The Tumbleweed does not even have a sshd_config file, at least not in the /etc/ssh folder. When I connect with ssh, I am asked for the id_rsa password, which is what I want.

Is there an easy fix for this? Is it a bug?

No one can help you without logs.

Do: cat /etc/ssh/sshd_config | susepaste and post the returned paste.opensuse.org link here.

It is not clear to me from where you are trying to reconnect to what. Please elaborate. My feeling is that you are barking up the wrong tree.

Tumbleweed uses a defaults setting that puts configuration files in /usr/etc/, and overrides go in /etc. So what you can do to set the configuration system-wide is copy the /usr/etc/ssh/sshd_config file to /etc/ssh/sshd_config and change the configuration there.

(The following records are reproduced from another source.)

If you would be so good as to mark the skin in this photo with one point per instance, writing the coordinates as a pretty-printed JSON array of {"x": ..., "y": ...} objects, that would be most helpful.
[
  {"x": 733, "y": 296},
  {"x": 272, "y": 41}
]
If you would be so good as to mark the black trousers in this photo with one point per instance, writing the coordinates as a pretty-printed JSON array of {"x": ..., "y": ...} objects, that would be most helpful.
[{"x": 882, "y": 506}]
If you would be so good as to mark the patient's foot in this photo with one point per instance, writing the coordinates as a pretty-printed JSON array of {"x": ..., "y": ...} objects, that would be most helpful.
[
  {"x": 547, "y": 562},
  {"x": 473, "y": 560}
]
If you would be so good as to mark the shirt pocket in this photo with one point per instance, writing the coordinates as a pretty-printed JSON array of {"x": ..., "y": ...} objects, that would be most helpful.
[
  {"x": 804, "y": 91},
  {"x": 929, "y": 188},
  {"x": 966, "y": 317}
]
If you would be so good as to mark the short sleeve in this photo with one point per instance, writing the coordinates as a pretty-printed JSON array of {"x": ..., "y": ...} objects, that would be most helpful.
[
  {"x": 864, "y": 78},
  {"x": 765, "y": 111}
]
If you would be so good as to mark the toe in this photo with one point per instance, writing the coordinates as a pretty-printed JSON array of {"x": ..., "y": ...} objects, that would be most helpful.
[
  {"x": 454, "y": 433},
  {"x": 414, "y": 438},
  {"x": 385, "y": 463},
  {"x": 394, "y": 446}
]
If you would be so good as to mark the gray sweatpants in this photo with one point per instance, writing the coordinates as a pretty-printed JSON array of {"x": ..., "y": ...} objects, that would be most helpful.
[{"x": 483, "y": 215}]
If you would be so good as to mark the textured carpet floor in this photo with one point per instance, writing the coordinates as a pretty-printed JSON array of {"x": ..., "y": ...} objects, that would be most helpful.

You connect with ssh from where to where?

In which case? I really do not understand what you are asking. There are a lot of different settings on a client and a server affecting login and you did not describe them.

Anyway, sshd can request password using either PasswordAuthentication or KbdInteractiveAuthentication (alias ChallengeResponseAuthentication) which are two different login methods in SSH protocol. So, any use of “password login” is highly ambiguous.

Yes, there is an easy “fix”. No it is not a bug.

You can copy “/usr/etc/ssh/sshd_config” to “/etc/ssh/sshd_config” and then modify that copy. But it is better to use the preferred method. Just create a drop-in file in “/etc/ssh/sshd_config.d/” and put your changes there. My drop in file for this is “/etc/ssh/sshd_config.d/01-auth.conf”

E-h-h … to the extent I could understand OP the Tumbleweed does what OP wants. It is Leap which seemingly behaves “incorrectly”. But we do not even know whether Leap and/or Tumbleweed are a client or a server.

The OP does not say which version of Leap he is referring to, though he does mention 15.6. Drop in files work fine with Leap 15.6, but I don’t think they were supported in Leap 15.5 or earlier.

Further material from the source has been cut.